Did Frédéric Chopin Have Epilepsy?
February 2, 2011

Composer and pianist Frédéric Chopin (born, 1810; died 1849) has written some of the most beautiful music ever created. New research suggests that Chopin's musical genius may have been influenced by epilepsy.

Chopin was born in Poland, but moved to Paris where he composed and taught piano. He is best known for his piano sonatas and waltzes. Chopin suffered from many different illnesses and may have also had temporal lobe epilepsy. Although he did not have any seizures that incapacitated him, Chopin did report visual hallucinations that may have been a symptom of epilepsy.
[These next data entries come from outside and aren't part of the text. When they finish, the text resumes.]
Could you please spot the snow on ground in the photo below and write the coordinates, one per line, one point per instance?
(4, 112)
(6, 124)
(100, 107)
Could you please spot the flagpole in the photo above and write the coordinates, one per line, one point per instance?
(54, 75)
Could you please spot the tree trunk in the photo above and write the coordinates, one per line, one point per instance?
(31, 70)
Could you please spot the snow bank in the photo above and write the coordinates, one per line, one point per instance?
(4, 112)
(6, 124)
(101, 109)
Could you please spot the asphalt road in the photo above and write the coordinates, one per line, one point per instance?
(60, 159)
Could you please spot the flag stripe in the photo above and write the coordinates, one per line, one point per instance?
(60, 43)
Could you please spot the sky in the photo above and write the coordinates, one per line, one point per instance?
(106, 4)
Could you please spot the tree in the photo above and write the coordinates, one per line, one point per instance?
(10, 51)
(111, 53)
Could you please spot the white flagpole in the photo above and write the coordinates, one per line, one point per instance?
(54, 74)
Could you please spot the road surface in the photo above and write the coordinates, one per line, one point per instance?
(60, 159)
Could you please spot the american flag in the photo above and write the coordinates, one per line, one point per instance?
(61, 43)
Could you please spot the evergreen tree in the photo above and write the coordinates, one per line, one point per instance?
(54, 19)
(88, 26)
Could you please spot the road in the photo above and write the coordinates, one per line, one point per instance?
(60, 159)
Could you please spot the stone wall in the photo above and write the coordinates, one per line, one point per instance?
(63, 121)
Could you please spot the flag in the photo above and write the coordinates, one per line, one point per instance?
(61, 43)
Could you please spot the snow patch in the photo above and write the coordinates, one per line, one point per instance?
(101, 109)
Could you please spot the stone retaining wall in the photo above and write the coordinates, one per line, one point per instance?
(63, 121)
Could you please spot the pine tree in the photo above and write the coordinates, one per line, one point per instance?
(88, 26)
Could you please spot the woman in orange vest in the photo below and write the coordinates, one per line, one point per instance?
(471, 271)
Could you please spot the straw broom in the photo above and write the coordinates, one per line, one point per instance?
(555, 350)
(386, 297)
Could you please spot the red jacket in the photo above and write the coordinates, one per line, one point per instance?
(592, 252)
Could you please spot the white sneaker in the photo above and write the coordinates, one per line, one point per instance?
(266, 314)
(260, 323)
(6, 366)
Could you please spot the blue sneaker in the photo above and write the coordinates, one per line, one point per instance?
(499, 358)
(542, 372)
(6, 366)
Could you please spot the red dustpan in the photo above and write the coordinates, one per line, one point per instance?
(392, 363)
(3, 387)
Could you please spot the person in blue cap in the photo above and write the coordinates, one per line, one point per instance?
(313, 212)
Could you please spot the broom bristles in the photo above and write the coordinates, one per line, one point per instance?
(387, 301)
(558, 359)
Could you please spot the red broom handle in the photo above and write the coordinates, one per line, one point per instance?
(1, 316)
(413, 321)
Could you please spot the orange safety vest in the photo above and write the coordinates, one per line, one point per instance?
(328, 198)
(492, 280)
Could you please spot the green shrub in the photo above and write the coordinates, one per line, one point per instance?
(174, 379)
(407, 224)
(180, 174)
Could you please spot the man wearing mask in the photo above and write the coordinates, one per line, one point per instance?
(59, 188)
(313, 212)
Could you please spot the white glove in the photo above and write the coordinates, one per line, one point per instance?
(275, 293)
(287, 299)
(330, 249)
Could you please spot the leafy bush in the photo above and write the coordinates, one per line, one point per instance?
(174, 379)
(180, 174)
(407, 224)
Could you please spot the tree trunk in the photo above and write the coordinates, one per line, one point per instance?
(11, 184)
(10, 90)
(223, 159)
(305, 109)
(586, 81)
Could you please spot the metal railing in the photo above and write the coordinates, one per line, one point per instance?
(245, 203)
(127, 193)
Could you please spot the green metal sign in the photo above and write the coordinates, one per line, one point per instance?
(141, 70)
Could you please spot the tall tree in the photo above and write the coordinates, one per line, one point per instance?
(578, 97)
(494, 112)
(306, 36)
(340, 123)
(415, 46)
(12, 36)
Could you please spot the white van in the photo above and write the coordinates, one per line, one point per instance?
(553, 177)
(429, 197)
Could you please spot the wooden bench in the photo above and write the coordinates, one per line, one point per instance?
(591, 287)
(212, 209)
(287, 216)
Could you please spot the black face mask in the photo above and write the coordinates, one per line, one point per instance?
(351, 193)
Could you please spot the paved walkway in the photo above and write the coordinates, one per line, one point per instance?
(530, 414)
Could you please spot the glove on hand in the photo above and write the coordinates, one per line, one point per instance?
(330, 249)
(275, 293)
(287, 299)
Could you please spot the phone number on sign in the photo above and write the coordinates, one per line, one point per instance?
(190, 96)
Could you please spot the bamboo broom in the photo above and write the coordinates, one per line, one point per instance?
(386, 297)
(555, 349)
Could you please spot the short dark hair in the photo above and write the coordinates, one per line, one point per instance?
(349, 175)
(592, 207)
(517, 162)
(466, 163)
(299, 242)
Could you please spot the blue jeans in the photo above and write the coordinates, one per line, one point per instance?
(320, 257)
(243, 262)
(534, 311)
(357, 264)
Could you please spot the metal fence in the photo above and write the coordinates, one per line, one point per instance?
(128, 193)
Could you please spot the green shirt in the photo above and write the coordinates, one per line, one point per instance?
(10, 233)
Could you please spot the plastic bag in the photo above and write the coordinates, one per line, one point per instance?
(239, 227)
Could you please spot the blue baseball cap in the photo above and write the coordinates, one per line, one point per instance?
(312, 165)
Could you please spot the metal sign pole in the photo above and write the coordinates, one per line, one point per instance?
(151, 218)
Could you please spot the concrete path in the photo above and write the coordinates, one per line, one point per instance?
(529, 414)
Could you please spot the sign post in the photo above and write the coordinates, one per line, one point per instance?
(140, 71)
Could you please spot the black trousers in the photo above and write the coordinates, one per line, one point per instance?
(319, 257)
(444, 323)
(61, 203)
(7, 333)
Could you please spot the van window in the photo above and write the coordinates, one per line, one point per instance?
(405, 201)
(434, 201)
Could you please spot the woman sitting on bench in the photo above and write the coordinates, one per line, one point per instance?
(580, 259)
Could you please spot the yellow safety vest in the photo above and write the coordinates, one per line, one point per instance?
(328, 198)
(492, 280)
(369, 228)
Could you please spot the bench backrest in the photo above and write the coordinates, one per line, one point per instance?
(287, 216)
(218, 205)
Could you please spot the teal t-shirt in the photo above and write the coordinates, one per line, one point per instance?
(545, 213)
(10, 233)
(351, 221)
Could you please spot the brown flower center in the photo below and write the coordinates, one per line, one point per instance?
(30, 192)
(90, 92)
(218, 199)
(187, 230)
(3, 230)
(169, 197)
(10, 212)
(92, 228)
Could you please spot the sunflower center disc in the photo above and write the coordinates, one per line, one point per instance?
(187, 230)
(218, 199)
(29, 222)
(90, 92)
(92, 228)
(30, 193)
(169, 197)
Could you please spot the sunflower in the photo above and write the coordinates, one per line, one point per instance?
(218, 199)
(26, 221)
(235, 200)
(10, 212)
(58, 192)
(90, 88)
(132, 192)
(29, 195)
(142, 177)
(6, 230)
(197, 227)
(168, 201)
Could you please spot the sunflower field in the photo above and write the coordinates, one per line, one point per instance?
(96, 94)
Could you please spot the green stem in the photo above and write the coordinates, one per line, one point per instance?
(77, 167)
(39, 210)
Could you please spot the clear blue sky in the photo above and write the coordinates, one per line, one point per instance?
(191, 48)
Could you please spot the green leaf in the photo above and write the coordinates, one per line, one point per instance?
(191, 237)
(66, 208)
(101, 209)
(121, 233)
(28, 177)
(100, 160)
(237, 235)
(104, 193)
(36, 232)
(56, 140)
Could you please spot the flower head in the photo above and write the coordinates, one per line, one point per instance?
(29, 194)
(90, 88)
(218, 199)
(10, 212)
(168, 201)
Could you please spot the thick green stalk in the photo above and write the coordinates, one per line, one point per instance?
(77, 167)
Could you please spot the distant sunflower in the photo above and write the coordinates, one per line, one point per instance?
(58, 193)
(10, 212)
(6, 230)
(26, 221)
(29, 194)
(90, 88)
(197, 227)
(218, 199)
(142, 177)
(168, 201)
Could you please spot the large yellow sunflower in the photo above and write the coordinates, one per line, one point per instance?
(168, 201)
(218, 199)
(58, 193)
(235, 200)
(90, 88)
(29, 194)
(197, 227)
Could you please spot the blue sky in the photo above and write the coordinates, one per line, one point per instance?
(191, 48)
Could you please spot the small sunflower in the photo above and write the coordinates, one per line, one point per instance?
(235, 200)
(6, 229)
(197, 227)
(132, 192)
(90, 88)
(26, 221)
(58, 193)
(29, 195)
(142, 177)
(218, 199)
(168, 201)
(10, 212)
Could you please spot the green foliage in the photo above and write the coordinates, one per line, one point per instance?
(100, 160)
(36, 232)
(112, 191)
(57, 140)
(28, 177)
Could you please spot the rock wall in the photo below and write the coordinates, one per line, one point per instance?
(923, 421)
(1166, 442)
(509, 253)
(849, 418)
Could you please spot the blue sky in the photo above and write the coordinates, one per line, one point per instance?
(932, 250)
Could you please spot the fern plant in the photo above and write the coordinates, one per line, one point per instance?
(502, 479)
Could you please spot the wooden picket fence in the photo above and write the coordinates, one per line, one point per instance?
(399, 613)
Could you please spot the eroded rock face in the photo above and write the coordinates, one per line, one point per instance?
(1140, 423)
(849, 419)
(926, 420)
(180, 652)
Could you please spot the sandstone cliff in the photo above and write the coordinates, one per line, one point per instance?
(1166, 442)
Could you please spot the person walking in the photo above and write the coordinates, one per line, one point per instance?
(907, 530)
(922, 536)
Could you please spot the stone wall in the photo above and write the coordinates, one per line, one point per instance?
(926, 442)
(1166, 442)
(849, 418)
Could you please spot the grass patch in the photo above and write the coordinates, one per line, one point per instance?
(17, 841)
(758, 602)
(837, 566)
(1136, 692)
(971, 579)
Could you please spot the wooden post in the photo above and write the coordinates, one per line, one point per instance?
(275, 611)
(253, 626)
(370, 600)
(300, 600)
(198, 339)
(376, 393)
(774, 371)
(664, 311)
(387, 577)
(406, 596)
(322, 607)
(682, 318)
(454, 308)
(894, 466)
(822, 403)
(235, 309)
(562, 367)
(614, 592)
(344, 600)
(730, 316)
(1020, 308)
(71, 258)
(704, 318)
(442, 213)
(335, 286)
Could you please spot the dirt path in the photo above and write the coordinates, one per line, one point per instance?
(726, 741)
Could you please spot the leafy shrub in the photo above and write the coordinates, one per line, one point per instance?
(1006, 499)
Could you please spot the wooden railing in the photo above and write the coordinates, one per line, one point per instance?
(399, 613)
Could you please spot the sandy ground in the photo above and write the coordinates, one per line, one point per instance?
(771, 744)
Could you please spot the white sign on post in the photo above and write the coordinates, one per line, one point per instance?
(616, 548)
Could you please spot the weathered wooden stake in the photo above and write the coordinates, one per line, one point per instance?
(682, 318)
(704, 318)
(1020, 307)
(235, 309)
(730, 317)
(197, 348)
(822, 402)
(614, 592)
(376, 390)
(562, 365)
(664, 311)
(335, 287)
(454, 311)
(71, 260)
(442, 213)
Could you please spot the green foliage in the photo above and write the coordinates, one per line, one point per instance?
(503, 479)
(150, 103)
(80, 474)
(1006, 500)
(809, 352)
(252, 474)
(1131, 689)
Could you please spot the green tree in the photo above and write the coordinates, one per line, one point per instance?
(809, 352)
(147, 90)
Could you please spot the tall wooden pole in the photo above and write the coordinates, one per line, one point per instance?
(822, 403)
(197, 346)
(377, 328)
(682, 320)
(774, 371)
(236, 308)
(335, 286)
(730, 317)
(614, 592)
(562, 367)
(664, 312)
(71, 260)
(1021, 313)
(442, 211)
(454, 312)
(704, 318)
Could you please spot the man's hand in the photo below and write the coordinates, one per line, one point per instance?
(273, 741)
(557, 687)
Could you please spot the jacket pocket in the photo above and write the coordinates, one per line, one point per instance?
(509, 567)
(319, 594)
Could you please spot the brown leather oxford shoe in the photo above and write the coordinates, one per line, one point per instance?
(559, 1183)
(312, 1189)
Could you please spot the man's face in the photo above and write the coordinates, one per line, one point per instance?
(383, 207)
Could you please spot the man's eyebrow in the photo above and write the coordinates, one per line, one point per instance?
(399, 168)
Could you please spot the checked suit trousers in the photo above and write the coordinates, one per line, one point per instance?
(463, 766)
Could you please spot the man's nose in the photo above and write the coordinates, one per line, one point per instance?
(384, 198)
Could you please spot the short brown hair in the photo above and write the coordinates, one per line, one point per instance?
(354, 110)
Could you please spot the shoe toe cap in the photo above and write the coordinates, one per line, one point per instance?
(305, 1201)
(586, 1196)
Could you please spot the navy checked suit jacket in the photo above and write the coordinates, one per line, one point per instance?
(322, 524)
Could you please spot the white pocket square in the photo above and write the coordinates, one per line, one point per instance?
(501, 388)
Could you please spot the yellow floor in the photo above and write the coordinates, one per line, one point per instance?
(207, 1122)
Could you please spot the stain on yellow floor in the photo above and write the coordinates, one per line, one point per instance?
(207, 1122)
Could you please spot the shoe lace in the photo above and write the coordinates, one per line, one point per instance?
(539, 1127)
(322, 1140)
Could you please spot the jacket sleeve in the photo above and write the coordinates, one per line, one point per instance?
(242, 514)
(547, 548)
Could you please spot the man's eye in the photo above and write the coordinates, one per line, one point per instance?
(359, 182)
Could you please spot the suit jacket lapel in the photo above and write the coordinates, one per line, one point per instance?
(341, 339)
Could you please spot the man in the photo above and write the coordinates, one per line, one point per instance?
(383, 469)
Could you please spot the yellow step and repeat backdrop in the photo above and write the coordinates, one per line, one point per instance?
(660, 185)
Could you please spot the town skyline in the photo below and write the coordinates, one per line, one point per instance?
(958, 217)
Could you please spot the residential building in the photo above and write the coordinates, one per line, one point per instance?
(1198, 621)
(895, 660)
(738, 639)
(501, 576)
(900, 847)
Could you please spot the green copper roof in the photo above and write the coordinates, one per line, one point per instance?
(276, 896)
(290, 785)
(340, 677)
Drs. Manuel Vázquez Caruncho and Franciso Brañas Fernández (Complexo Hospitalario Xeral-Calde, Lugo, Spain) examined letters written by Chopin and by people who knew the composer. The letters mentioned that Chopin had visual hallucinations that lasted several seconds to a few minutes. Chopin's hallucinations were also more common in the evening and when he had a fever. However, he did not appear to have migraines and he never experienced any paralysis.

These symptoms suggest to Drs. Caruncho and Fernández that Chopin had temporal lobe epilepsy. It is always difficult to look back in time to diagnose a medical condition. Back in the 1800s, there was no electroencephalograph (EEG) to measure the electrical activity of the brain or brain imaging devices to look inside the living brain. Therefore, the diagnosis of temporal lobe epilepsy for Chopin is still speculation.